Max vida son verre et fit un geste vers la cuisine.

— Moi aussi, mais, avant, je mangerai encore quelque chose. Je suis affamé, mentit-il.

Dès qu’il eut entendu Alicia fermer la porte de sa chambre, il posa le verre et se dirigea vers la remise pour y chercher d’autres films de la collection particulière de Jacob Fleischmann.

Max actionna l’interrupteur de l’appareil de projection, et le faisceau de lumière inonda le mur d’une image floue de ce qui semblait être un ensemble de symboles. Lentement, le plan devint plus net. Max comprit que ces supposés symboles étaient des chiffres disposés en cercle, et que ce qu’il voyait était le cadran d’une montre. Les aiguilles étaient immobiles et projetaient une ombre parfaitement définie sur le cadran, ce qui laissait supposer que le plan avait été tourné en plein soleil ou sous une source lumineuse intense. Le film continuait à montrer le cadran durant quelques secondes, puis, très lentement au début, avant de prendre progressivement de la vitesse, les aiguilles se mettaient à tourner en sens inverse de la normale. La caméra reculait et l’œil du spectateur pouvait constater que cette montre pendait au bout d’une chaîne. Un nouveau recul d’un mètre et demi révélait que la chaîne était tenue par une main blanche. La main d’une statue.

Max reconnut tout de suite le jardin que l’on voyait déjà sur le premier film de Jacob Fleischmann. Une fois de plus, la disposition des statues était différente de celle dont il se souvenait. La caméra se déplaçait de nouveau parmi les figures, sans coupures ni pauses, exactement comme dans le film précédent. Tous les deux mètres, l’objectif s’arrêtait sur un visage de pierre. Max examina une à une les faces congelées de cette sinistre bande de saltimbanques, dont on pouvait imaginer les membres en train d’agoniser dans le noir absolu de la cale de l’Orpheus, entraînés par l’eau glacée dans les ténèbres de la mort.
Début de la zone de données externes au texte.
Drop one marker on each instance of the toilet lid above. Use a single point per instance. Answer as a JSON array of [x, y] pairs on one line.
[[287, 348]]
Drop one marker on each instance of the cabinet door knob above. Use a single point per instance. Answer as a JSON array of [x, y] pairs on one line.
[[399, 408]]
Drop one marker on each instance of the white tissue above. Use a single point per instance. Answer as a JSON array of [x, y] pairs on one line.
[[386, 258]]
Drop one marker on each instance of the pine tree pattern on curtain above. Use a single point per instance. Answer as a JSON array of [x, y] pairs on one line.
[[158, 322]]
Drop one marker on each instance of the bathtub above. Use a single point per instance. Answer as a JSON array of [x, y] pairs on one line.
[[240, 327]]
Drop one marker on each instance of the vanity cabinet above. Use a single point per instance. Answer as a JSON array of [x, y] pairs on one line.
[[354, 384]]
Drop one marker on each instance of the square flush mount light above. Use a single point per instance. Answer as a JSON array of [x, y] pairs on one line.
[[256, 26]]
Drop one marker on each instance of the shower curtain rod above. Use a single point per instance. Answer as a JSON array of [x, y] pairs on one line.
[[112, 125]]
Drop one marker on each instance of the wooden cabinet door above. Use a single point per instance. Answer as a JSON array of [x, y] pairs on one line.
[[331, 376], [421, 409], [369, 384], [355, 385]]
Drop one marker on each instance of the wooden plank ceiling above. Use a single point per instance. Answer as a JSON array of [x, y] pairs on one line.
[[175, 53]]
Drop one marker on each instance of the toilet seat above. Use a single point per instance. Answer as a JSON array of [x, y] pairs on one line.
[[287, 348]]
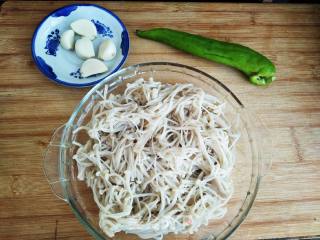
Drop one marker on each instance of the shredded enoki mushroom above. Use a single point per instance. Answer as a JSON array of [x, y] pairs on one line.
[[158, 159]]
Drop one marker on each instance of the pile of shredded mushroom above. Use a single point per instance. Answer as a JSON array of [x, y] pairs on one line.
[[158, 159]]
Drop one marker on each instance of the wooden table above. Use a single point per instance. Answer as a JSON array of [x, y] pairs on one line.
[[288, 203]]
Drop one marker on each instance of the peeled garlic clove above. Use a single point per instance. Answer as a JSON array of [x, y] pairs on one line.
[[67, 39], [107, 50], [84, 28], [92, 66], [84, 48]]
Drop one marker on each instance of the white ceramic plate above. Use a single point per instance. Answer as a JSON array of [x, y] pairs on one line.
[[63, 66]]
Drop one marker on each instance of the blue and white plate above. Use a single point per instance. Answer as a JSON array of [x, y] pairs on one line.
[[63, 66]]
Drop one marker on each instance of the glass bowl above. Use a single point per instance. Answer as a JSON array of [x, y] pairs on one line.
[[251, 161]]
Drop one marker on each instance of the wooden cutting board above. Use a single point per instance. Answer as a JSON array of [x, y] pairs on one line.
[[288, 203]]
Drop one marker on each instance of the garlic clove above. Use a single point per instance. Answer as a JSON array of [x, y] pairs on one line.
[[107, 50], [67, 39], [84, 28], [84, 48], [92, 66]]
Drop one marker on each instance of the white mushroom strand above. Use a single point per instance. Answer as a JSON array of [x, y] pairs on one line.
[[158, 159]]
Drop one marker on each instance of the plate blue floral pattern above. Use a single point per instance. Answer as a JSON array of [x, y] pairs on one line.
[[102, 29], [52, 44], [63, 66]]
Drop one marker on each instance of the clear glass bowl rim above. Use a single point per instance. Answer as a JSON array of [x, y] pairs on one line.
[[254, 184]]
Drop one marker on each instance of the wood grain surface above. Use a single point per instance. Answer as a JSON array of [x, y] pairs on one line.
[[288, 203]]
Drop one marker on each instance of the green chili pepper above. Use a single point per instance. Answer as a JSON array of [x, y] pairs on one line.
[[257, 67]]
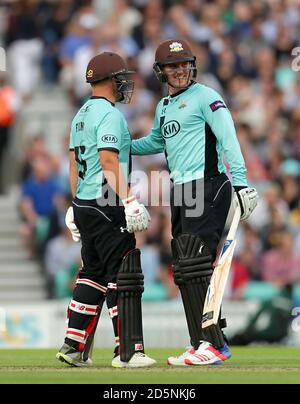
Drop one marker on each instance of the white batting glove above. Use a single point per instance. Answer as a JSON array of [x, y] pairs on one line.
[[69, 220], [246, 199], [137, 216]]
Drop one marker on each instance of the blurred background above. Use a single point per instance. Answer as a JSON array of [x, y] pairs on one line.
[[247, 51]]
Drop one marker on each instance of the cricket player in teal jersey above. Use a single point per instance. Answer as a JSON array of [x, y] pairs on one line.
[[104, 215], [193, 127]]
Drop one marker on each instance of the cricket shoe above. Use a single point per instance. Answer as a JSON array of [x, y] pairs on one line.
[[180, 360], [206, 354], [72, 357], [138, 360]]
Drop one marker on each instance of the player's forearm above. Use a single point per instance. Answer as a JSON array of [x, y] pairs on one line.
[[114, 175], [146, 145], [73, 177]]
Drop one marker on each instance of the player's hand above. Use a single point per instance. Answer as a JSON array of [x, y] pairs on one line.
[[246, 199], [69, 220], [137, 216]]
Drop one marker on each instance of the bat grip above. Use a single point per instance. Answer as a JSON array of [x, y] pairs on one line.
[[234, 223]]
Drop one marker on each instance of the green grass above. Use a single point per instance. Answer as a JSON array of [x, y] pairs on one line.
[[248, 365]]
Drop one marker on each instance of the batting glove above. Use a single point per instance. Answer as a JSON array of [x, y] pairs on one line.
[[69, 220], [137, 216], [246, 199]]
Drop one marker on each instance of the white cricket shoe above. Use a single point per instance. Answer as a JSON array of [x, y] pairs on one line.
[[180, 360], [138, 360], [207, 354]]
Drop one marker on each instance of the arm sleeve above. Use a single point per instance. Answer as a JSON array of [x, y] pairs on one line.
[[151, 144], [218, 117], [71, 146], [109, 132]]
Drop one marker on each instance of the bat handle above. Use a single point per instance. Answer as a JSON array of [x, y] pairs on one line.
[[234, 223]]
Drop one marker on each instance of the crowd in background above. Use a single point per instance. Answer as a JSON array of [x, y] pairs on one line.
[[244, 51]]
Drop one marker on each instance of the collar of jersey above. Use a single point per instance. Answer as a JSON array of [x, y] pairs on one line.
[[95, 97], [183, 90]]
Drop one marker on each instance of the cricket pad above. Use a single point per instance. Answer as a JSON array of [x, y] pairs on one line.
[[195, 268], [130, 286]]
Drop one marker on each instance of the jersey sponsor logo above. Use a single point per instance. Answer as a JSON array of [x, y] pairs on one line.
[[216, 105], [79, 126], [109, 139], [182, 105], [176, 47], [170, 129]]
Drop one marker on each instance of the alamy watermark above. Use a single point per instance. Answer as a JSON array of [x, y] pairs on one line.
[[2, 60], [2, 321], [296, 60], [296, 321], [157, 190]]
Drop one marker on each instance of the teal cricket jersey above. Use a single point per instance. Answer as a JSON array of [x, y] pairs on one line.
[[98, 125], [193, 128]]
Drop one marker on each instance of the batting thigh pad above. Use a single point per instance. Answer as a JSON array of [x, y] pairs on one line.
[[84, 312], [130, 286], [195, 269]]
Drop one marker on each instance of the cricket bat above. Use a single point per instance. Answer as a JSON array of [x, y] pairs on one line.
[[215, 291]]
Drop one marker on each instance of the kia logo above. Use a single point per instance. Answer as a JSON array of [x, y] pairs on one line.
[[170, 129]]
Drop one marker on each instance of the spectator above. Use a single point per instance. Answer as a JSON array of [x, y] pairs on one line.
[[37, 203]]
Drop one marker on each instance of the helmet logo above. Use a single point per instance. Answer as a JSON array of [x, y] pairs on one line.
[[176, 47]]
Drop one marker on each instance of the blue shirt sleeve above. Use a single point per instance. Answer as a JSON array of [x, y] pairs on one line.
[[218, 117], [153, 143]]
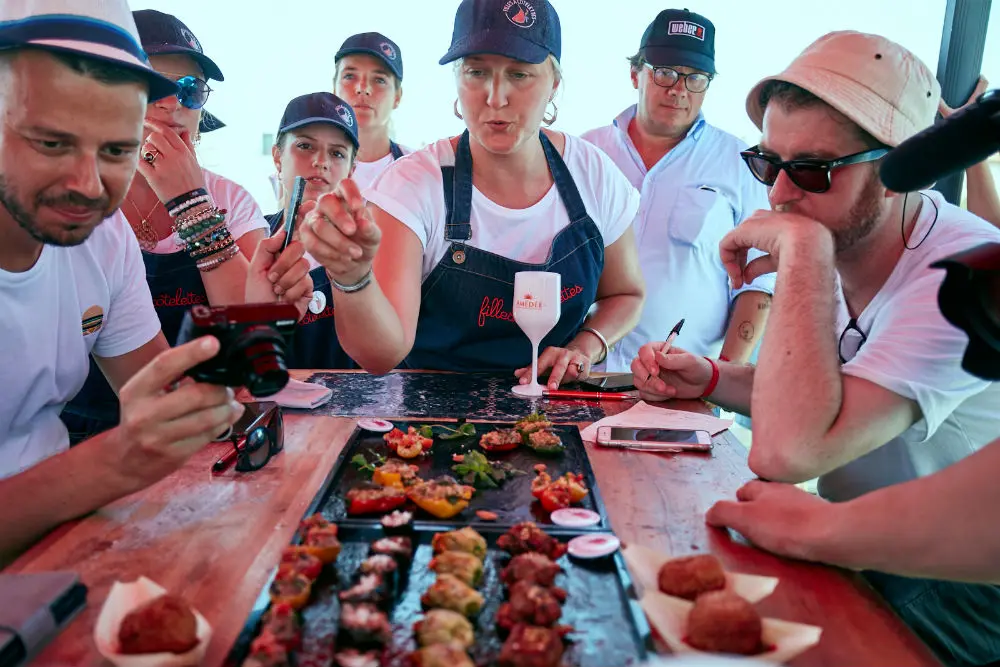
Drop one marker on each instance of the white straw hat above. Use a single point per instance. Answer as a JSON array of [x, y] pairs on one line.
[[875, 82], [101, 29]]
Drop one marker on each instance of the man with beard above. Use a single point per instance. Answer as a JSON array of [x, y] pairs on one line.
[[73, 91], [859, 380]]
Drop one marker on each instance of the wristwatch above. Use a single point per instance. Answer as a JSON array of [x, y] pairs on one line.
[[350, 289]]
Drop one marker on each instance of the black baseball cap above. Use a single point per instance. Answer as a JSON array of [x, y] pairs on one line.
[[374, 44], [320, 108], [681, 38], [103, 30], [164, 34], [525, 30]]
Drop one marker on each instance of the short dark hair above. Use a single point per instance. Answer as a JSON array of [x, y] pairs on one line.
[[282, 139], [791, 96], [100, 70]]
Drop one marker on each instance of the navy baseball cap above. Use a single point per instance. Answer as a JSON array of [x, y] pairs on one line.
[[682, 38], [525, 30], [374, 44], [164, 34], [104, 31], [320, 108]]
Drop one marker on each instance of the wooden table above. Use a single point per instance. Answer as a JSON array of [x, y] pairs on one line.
[[213, 540]]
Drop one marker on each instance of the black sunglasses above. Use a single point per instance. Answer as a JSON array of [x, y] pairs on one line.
[[851, 340], [809, 175], [261, 439], [192, 92], [666, 77]]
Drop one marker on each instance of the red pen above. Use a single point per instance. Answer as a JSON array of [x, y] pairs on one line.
[[587, 395]]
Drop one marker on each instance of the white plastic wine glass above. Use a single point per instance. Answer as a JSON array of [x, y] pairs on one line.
[[537, 308]]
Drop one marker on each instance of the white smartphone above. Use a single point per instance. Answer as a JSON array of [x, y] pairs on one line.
[[654, 439]]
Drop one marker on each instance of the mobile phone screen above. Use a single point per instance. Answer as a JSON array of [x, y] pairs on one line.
[[298, 190], [655, 435], [622, 382]]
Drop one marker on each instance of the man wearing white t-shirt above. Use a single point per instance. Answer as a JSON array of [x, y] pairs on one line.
[[694, 190], [71, 277], [859, 381]]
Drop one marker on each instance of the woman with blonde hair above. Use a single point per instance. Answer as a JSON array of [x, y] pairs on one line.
[[453, 222]]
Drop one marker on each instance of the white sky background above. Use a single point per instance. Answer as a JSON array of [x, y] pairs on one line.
[[273, 50]]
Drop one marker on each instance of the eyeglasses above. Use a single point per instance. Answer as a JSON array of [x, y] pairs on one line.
[[254, 446], [666, 77], [851, 340], [192, 92], [809, 175]]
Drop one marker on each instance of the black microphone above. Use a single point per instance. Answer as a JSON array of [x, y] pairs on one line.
[[963, 139]]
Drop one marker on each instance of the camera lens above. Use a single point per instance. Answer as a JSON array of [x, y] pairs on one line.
[[260, 354]]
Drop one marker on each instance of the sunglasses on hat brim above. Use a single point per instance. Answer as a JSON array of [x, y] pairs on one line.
[[192, 92], [809, 175]]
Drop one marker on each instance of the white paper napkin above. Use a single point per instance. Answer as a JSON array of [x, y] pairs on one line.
[[645, 415], [122, 599], [644, 565], [785, 640], [302, 395]]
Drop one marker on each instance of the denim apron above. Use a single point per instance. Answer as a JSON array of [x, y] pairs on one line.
[[465, 321], [175, 285], [315, 343]]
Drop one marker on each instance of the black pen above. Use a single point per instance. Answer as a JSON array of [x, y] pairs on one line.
[[673, 336]]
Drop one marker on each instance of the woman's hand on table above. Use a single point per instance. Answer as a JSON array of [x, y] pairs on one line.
[[279, 275], [340, 233], [175, 169], [564, 365], [676, 374], [780, 518]]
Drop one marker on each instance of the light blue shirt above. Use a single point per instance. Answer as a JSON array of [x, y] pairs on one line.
[[690, 199]]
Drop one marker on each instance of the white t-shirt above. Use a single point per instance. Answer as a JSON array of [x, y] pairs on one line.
[[411, 190], [365, 173], [691, 198], [243, 214], [914, 352], [88, 298]]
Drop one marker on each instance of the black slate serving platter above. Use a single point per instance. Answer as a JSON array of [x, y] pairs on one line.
[[512, 501], [610, 628]]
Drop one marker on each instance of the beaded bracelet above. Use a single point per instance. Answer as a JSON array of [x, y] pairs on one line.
[[181, 199], [186, 223], [210, 249], [190, 203], [218, 259]]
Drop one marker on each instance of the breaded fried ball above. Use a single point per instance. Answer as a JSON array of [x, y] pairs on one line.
[[691, 576], [723, 622], [163, 625]]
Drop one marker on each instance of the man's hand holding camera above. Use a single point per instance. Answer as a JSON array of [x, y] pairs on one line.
[[166, 418]]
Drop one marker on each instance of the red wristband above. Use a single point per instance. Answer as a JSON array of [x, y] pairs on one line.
[[714, 381]]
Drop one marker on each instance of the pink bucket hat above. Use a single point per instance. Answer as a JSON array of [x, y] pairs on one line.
[[875, 82]]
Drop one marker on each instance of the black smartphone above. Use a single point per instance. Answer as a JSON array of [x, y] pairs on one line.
[[655, 439], [621, 382], [292, 212]]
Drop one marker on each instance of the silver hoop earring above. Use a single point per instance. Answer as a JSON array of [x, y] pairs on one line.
[[555, 114]]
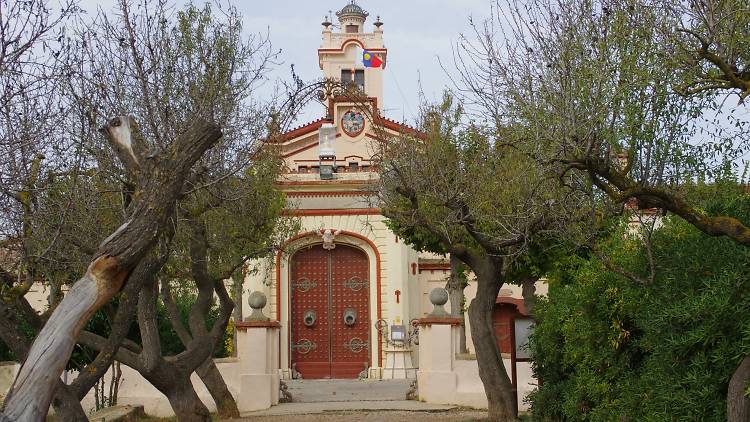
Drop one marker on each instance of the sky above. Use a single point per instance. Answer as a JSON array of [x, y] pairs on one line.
[[417, 34]]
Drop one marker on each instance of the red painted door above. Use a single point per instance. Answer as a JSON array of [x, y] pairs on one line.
[[330, 312]]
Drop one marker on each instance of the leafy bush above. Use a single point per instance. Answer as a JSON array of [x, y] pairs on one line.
[[606, 347]]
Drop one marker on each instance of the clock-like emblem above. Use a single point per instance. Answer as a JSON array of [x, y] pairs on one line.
[[353, 122]]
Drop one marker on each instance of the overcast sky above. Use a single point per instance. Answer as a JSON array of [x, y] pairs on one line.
[[416, 33]]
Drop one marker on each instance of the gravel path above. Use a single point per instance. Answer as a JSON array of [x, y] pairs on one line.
[[373, 416]]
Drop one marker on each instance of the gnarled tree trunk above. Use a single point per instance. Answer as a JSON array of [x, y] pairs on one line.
[[66, 404], [160, 182], [738, 404], [226, 406], [501, 399]]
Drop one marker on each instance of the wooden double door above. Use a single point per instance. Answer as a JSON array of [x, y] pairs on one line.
[[330, 312]]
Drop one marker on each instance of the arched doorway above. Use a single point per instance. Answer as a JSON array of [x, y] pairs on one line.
[[330, 312]]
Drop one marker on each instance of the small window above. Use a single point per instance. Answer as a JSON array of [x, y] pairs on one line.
[[359, 78], [356, 76]]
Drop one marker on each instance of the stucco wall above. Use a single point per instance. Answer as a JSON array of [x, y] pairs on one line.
[[8, 371]]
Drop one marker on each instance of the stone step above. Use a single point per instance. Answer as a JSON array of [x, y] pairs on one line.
[[124, 413], [324, 407]]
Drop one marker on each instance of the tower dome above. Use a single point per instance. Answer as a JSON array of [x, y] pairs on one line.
[[352, 17]]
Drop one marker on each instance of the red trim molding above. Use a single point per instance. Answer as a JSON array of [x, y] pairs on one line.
[[321, 212], [318, 194], [518, 303], [439, 321], [244, 325], [324, 182], [434, 267]]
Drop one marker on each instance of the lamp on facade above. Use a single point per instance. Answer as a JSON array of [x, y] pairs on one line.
[[327, 153]]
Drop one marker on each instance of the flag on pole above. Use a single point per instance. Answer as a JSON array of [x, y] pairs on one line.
[[370, 59], [367, 58]]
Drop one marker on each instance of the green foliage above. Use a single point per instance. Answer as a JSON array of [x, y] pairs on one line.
[[170, 342], [605, 346]]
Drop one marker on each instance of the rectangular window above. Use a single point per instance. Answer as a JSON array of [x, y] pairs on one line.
[[358, 77]]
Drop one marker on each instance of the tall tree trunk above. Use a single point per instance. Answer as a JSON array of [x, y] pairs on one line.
[[66, 404], [455, 288], [160, 183], [64, 400], [738, 404], [185, 402], [237, 312], [501, 400], [226, 406]]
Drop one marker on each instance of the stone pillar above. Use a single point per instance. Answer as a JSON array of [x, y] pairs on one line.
[[258, 354], [438, 345]]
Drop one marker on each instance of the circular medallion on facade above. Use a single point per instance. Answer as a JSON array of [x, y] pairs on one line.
[[353, 122]]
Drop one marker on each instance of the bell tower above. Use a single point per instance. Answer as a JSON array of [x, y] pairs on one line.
[[340, 55]]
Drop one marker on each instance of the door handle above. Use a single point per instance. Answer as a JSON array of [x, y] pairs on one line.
[[350, 316], [309, 318]]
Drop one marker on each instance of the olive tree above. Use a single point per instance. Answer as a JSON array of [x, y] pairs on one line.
[[484, 203], [635, 96]]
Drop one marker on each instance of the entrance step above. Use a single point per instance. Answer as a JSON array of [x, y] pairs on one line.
[[321, 391], [324, 407]]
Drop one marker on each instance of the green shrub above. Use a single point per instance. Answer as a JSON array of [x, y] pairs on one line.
[[605, 347]]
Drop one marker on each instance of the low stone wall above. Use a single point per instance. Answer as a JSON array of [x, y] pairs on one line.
[[446, 377]]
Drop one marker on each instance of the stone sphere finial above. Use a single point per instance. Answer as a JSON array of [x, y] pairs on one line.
[[439, 297], [257, 302]]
Finalement, la caméra s’approcha lentement de la figure qui trônait au milieu de l’étoile à six branches. Le clown. Le docteur Caïn. Le Prince de la Brume. Près de lui, à ses pieds, Max reconnut la forme immobile d’un chat qui tendait une patte aux griffes acérées dans le vide. Ne se rappelant pas l’avoir vu lors de sa visite du jardin des statues, il était prêt à parier sa chemise que l’inquiétante ressemblance du félin de pierre avec la mascotte d’Irina ne devait rien au hasard. À contempler ces images pendant que le bruit de la pluie frappait sur les vitres et que l’orage s’éloignait vers l’intérieur des terres, il lui devenait très facile d’accorder son crédit à l’histoire que le gardien du phare leur avait racontée dans l’après-midi. La présence sinistre de ces silhouettes menaçantes suffisait à effacer tout doute, si raisonnable fût-il.